伝説?の雑誌「写真時代」に創刊から終刊まで9年間森山さんの写真の連載が続いた。「写真時代」創刊のころ、森山さんは停滞中でほとんど写真の仕事をしていなかった。そこに新しい写真雑誌の編集長末井昭さんからインタビューをしたいという電話が入る。このインタビューの日の様子は、「花の行方1」に書かれている。数日後、編集長末井さんから連絡がきて「写真時代」の連載が決まり、写真家「森山大道」復活となる。9年間に連載された写真から「仲治への旅」と「サン・ルゥへの手紙」という二冊の写真集が生まれている。

「写真時代」は荒木経惟さんの過激な写真で有名だった。管理人の家近くの書店では、「写真時代」は成人向け雑誌コーナーにあり、買う時には回りをちょっと気になった。パチンコ雑誌の編集長が「写真時代」の編集長と同じ末井昭さんだと気づいたのは一時的に復刊した「写真時代」を買ったときだった。復刊した「写真時代」は何か小綺麗な雑誌で「写真時代」の猥雑さというかいかがわしさが余り感じられなかった。編集長「末井昭」、写真家「荒木経惟」、写真家「森山大道」が一緒に仕事をしていたというのは今から考えると「奇跡のコラボ」と言えるかも知れない。

実際現在思ってみると、『写真時代』誌にあったフレキシブルな挑発性とアクチュアルな現実性は、写真誌はもとより、80年代のほかの多くのビジュアル誌にはなかった直截な体温があり、それはまさに写真そのものの体温と同じなのであった。
野性と日常性、実験性と批評性が、あれほどパワフルに具体的だった雑誌など、もう二度と出てこないのではないか。
そして、ぼく自身のことでいえば、『写真時代』誌とともに伴走をつづけて9年というしたたかな時間は、写真から自己へ、自己から写真へ、そしてまた・・・・と、かぎりなくつづいていくこだわりの日々と、その累積だったような気がする。つまり、創刊から終刊にいたる同誌の軌跡とその時代は、そのままぼくの『写真時代』の時代でもあった。

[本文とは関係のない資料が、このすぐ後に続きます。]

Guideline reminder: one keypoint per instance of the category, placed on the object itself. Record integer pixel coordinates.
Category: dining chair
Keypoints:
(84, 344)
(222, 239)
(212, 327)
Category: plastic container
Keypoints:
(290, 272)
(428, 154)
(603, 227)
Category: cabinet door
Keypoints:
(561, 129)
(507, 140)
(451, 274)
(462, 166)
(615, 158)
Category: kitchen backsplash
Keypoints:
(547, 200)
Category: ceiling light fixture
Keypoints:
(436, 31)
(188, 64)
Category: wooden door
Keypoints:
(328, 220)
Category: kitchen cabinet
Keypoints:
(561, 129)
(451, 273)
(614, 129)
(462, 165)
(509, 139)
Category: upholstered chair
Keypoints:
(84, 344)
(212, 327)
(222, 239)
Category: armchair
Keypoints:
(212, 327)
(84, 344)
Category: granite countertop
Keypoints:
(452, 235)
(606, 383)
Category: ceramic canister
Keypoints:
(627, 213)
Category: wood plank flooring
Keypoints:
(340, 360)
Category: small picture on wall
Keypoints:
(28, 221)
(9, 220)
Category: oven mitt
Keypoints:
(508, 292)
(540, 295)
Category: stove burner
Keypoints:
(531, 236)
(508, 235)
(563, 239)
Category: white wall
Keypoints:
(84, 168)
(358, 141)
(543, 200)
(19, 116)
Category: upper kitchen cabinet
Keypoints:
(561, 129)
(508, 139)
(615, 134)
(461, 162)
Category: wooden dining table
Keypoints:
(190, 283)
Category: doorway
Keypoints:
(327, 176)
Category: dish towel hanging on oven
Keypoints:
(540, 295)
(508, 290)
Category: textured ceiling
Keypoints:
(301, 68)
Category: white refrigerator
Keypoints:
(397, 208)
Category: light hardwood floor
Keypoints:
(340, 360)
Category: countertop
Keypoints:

また、写真から半ば離れかけていたぼくを、ふたたび写真の場に連れ戻してくれたことから考えてみると、その実質は、いわばレイオフからテイクオフへという時間的グラデーションだったのかもしれないし、また、その期間におけるぼくの生活的変動のうえから見てみると、写真を間に置いた、自身と日常との地理的弁証法だったといってもいいのかもしれない。